Blessing in disguise?
Residents of Monrovia and its environs early Monday morning woke up to an unusual phenomenon regarding fuel (diesel) spillage over the Mesurado river, which many experts fear has the potential of an environmental hazard, especially to marine species and residents who live along the banks of the river.
Scores of residents of Monrovia began trooping to the river when news the broke out, with the hope of collecting fuel for their economic benefits, in spite of concerns for their safety.
The residents, many of whom came from the slum communities of Vai Town and Clara Town, converged near the bank of the river in huge crowds with gallons and jerry-cans in their bid to hunt for spilled fuel oil on the bank of the Mesurado River.
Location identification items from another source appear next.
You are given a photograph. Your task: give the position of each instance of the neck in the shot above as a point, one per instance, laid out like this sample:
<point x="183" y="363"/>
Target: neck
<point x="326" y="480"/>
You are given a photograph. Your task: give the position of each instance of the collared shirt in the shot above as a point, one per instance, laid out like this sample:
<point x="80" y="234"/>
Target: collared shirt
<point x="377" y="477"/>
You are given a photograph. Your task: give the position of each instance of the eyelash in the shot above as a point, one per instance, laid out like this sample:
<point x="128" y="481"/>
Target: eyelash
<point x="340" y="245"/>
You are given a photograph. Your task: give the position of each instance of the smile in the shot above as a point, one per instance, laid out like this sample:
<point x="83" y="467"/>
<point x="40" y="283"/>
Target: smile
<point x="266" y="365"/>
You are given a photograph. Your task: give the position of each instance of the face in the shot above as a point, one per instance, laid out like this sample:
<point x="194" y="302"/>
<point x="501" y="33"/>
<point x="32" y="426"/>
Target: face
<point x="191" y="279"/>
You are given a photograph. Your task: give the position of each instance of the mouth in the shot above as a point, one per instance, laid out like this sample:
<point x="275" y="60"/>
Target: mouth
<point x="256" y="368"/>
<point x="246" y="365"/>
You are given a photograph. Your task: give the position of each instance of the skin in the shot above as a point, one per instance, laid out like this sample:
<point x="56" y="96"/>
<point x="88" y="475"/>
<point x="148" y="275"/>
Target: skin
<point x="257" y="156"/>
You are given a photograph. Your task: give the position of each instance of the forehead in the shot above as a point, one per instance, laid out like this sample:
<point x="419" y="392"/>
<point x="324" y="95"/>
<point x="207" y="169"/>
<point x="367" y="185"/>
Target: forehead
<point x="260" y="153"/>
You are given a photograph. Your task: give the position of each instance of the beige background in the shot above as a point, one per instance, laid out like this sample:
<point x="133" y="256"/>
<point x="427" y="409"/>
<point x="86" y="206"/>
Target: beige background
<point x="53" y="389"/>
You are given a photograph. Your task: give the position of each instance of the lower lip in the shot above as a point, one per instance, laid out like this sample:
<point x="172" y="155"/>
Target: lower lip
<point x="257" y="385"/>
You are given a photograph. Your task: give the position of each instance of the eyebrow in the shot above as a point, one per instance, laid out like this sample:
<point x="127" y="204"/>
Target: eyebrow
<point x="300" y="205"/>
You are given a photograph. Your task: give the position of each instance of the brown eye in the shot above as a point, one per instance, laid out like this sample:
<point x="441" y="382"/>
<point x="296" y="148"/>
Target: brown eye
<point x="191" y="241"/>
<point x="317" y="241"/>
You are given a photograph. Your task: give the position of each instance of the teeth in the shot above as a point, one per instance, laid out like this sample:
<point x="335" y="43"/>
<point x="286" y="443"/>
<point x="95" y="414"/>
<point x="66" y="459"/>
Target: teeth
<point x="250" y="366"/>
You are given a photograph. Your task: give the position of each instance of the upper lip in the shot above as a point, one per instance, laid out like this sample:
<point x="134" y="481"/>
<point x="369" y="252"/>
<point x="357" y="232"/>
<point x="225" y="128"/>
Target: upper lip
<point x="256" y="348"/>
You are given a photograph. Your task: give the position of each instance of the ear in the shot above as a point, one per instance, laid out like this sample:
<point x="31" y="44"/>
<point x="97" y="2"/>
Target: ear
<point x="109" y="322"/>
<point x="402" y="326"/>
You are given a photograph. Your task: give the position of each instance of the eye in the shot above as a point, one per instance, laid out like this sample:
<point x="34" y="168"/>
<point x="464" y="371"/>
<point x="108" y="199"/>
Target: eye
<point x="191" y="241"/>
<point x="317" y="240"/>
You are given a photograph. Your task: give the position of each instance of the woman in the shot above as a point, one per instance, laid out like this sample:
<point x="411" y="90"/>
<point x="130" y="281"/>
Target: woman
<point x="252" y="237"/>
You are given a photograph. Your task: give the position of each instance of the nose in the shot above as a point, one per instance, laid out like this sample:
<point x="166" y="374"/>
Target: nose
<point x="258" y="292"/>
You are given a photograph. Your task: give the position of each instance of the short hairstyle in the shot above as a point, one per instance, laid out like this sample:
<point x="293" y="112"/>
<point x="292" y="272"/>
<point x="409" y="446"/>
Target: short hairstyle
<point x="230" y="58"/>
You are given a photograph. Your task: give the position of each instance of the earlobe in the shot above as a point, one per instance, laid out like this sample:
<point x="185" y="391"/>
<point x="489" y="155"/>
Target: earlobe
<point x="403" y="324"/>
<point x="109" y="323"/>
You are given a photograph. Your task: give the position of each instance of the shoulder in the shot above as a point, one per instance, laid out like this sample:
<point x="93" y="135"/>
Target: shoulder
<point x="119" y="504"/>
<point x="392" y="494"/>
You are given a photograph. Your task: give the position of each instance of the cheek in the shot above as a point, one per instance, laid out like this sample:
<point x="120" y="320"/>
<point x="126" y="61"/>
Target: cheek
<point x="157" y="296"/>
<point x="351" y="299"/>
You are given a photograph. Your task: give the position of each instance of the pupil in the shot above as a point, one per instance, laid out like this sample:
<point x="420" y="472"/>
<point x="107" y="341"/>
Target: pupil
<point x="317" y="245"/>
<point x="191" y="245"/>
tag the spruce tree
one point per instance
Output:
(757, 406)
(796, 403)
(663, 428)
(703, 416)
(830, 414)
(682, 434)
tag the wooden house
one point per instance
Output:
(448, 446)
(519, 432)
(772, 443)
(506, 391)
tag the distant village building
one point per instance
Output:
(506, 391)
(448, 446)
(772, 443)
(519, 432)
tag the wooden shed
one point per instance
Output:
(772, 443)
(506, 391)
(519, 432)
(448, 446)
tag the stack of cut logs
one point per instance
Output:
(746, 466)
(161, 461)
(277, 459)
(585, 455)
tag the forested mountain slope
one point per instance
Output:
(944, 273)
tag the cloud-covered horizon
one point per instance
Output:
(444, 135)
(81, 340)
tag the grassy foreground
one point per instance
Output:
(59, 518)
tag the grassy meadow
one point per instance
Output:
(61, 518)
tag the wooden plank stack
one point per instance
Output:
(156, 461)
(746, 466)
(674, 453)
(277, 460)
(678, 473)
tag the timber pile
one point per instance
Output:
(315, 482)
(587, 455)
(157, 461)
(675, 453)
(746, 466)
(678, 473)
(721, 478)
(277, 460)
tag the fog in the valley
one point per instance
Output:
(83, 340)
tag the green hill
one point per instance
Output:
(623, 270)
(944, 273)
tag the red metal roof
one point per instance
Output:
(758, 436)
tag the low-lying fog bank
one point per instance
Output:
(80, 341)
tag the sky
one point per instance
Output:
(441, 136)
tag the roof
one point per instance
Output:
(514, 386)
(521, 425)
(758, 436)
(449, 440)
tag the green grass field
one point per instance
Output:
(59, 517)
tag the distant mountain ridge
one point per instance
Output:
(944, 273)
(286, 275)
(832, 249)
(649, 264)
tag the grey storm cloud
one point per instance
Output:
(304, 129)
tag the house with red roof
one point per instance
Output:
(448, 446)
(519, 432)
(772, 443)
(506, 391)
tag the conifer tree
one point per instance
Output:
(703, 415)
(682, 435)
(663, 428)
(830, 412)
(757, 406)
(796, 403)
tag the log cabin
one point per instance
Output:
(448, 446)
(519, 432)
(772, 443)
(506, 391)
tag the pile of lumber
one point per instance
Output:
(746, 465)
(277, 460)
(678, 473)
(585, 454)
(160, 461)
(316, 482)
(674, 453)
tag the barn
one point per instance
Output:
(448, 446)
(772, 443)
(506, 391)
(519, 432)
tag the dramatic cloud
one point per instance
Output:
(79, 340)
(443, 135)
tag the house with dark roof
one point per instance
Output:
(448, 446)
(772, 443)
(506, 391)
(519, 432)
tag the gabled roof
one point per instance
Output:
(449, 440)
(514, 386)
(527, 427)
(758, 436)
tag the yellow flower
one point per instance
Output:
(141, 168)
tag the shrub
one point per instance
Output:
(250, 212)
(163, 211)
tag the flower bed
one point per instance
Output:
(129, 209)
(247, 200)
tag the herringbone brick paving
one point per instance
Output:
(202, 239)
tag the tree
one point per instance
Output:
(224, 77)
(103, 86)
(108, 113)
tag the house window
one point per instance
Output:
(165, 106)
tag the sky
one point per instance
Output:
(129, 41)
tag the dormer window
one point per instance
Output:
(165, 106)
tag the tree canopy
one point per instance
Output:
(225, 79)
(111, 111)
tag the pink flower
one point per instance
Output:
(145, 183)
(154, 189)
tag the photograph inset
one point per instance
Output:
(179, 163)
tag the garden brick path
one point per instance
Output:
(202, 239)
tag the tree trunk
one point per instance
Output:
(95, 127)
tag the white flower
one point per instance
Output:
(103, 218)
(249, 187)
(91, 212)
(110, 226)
Dozens of women, children, and elderly men were also seen using canoes to fetch the spilled fuel floating over the river, while some jumped into the water to collect theirs. The residents were seen transporting gallons of fuel from the scene, with some voicing their happiness over the situation to newsmen in Monrovia, hoping that they will generate funds that will take them through the Independence Day celebration.
According to them, the spillage came at a time when they barely have money to purchase food and other essential goods for the upkeep of their homes.
The spillage, according to sources, came as negligence on the part of technicians and a damaged pipeline that supplies fuel from vessels to the Liberia Petroleum Refining Company (LPRC) storage tankers on Bushrod Island.
However, the management of LPRC has clarified that Monday’s spillage of fuel over the Mesurado River occurred while a vessel was loading fuel to one of the storage facilities, contrary to reports that one of its storage facilities got damaged.
Making the clarification on ELBC later on Monday, July 20, LPRC Managing Director, Marie Urey Coleman said about three thousand (3,000) gallons spilled over during the loading, adding that all active storage facilities are intact and safe.
“During the early hours of this morning we had a vessel that was discharging products for our importers and we had a minor spillage, with just under three thousand gallons of diesel that we had spilled over during the vessel discharge. We want to assure you that the situation has been placed under control,” Madam Coleman said.
LPRC’s Public Relations Manager, William Morris, added that the incident took place while technicians were loading one of the old tanks at the LPRC PST facility. Williams, like his boss, refuted the assertions of damage to the pipeline and collusion at the entity.
He said this is not the first time that the facility has experienced such an incident. “Similar spillage happened about two or three occasions during the past regime. This is not a strange thing. It happens all over the world,” Morris told this reporter.